The Costa Rican Social Security System, or Caja, plans to open smoking cessation clinics in hospitals countrywide to help folks kick the habit. But coming to the aid of smokers really isn’t a choice for health officials, and Caja Executive President María del Rocío Sáenz Madrigal said on Wednesday her agency is legally obligated to provide support by the 2012 Control of Tobacco and its Harmful Effects on Health Law.

The law calls for funding to be made available to clinics from a ₡20 ($0.04) tax on every cigarrete sold.

Under the Caja’s new plan, each hospital must form an interdisciplinary team composed of doctors, psychologists, nutritionists, social workers and nurses, among other specialists.

The Caja currently offers smoking cessation clinics in the capital at Hospital México, San Juan de Dios and Calderón Guardia, and at hospitals in Alajuela and Heredia.

By next year, the agency expects to open clinics in Puntarenas, San Carlos (Alajuela), Guápiles (Limón), Pérez Zeledón (southern San José), Max Peralta (Cartago) and at the National Psychiatric Hospital. Health officials will open clinics in all public hospitals by 2016, Sáenz said at a press conference.

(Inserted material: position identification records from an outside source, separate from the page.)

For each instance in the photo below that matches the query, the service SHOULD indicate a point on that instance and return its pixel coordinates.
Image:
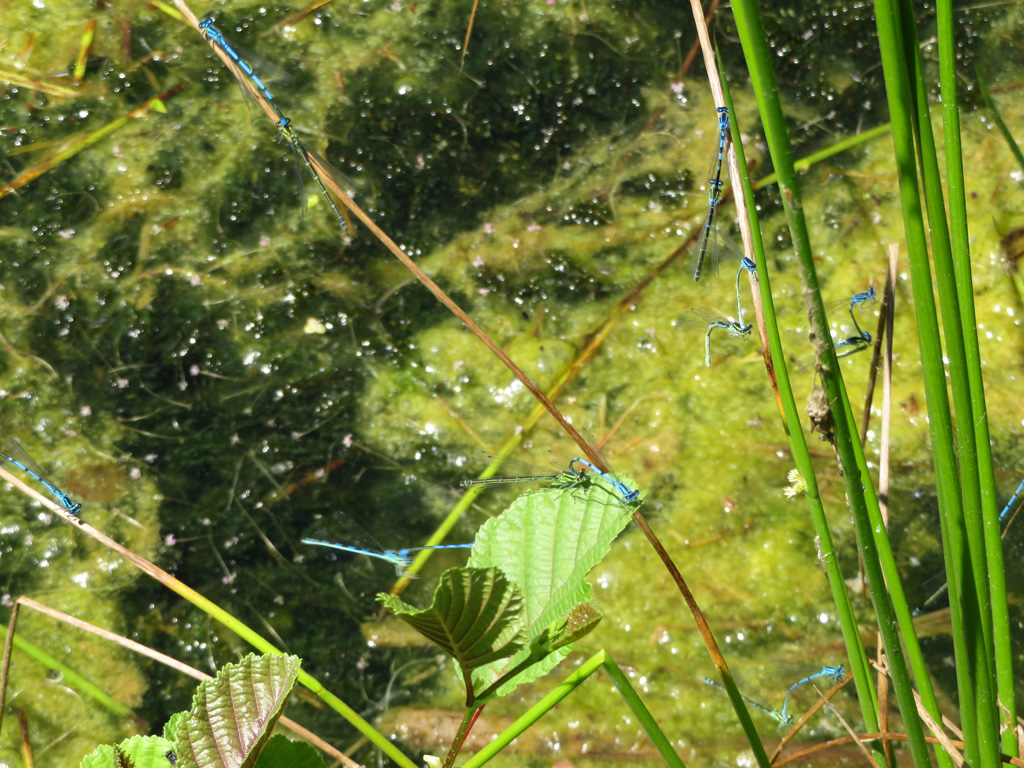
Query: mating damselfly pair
(827, 673)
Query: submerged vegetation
(197, 353)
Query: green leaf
(171, 726)
(474, 616)
(282, 752)
(232, 715)
(137, 752)
(546, 543)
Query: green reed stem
(802, 456)
(895, 49)
(569, 684)
(995, 576)
(759, 60)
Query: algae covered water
(202, 359)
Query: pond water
(210, 370)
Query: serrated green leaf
(546, 543)
(137, 752)
(581, 621)
(282, 752)
(474, 616)
(232, 715)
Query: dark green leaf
(137, 752)
(474, 615)
(546, 543)
(282, 752)
(232, 715)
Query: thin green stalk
(940, 424)
(642, 714)
(996, 578)
(565, 687)
(976, 608)
(69, 676)
(833, 150)
(759, 62)
(802, 458)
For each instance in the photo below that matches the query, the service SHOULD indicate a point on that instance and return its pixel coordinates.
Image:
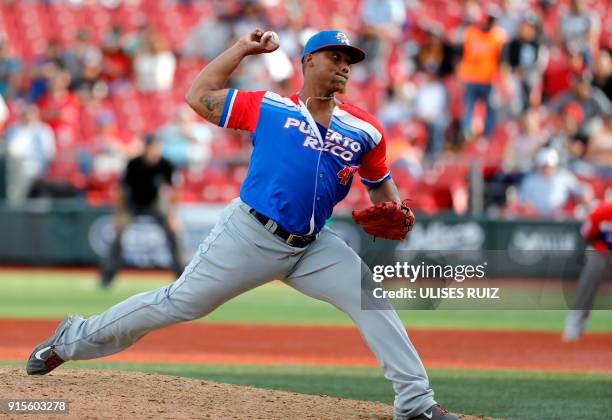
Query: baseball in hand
(270, 40)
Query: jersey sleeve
(373, 170)
(241, 110)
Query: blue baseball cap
(332, 39)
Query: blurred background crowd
(496, 107)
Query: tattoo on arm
(212, 102)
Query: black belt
(298, 241)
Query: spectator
(565, 127)
(186, 141)
(602, 76)
(10, 69)
(135, 41)
(84, 62)
(509, 17)
(580, 29)
(562, 66)
(436, 54)
(30, 149)
(478, 69)
(523, 145)
(546, 191)
(593, 101)
(109, 149)
(599, 148)
(139, 194)
(199, 43)
(44, 68)
(116, 64)
(60, 108)
(526, 57)
(154, 65)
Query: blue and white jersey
(296, 176)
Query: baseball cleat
(435, 412)
(44, 358)
(574, 326)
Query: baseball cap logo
(341, 36)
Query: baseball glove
(386, 220)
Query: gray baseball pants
(598, 268)
(240, 254)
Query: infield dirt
(96, 394)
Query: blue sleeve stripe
(227, 108)
(377, 182)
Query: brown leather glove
(386, 220)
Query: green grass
(498, 394)
(37, 294)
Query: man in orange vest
(482, 46)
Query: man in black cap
(139, 195)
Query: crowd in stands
(518, 92)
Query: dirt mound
(101, 394)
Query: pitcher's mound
(96, 394)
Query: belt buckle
(290, 239)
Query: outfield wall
(71, 234)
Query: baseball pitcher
(306, 150)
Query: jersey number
(346, 173)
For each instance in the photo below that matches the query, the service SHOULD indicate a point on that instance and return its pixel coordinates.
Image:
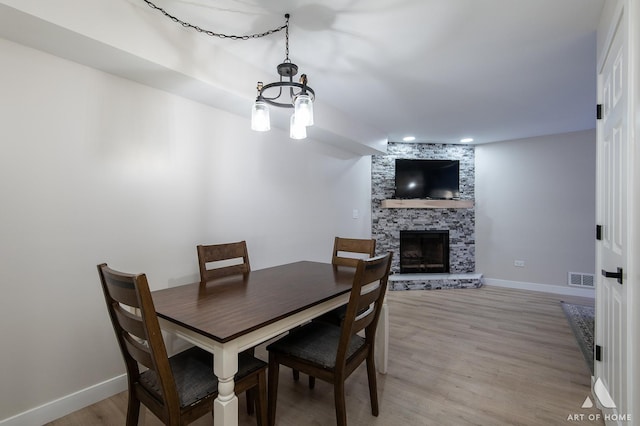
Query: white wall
(535, 201)
(95, 168)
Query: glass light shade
(296, 130)
(303, 110)
(260, 120)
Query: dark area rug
(582, 321)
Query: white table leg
(382, 339)
(225, 406)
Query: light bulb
(260, 120)
(304, 110)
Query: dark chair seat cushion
(316, 342)
(193, 374)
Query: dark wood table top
(232, 306)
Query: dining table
(231, 314)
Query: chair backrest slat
(365, 302)
(341, 246)
(229, 259)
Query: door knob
(617, 274)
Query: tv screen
(428, 179)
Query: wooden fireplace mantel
(426, 204)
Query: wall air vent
(578, 279)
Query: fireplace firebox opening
(424, 252)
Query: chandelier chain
(220, 35)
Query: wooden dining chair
(220, 260)
(330, 352)
(177, 389)
(345, 253)
(346, 250)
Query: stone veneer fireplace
(424, 252)
(459, 223)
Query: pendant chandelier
(285, 93)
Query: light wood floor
(488, 356)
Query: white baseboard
(546, 288)
(68, 404)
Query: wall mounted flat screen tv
(427, 179)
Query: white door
(612, 208)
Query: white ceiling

The Caja also will provide educational materials, beds, audiovisual equipment for keynote speakers and medical equipment for respiratory exams.

Smoking cessation programs include eight weekly sessions averaging three hours each, doctor checkups and prescriptions. Participants also receive nutrition and healthy lifestyle information, and therapy sessions for nicotine dependence.

Participation is open to all Caja insurance holders 18 and older who reside in a hospital’s area of coverage.

Caja officials hope to help at least 3,000 smokers each year when all of the clinics are fully operational.

According to Caja figures, 14.2 percent of Ticos older than 20 are active smokers. Smoking is linked to risk factors for the two leading causes of death in Costa Rica: cardiovascular disease and cancer.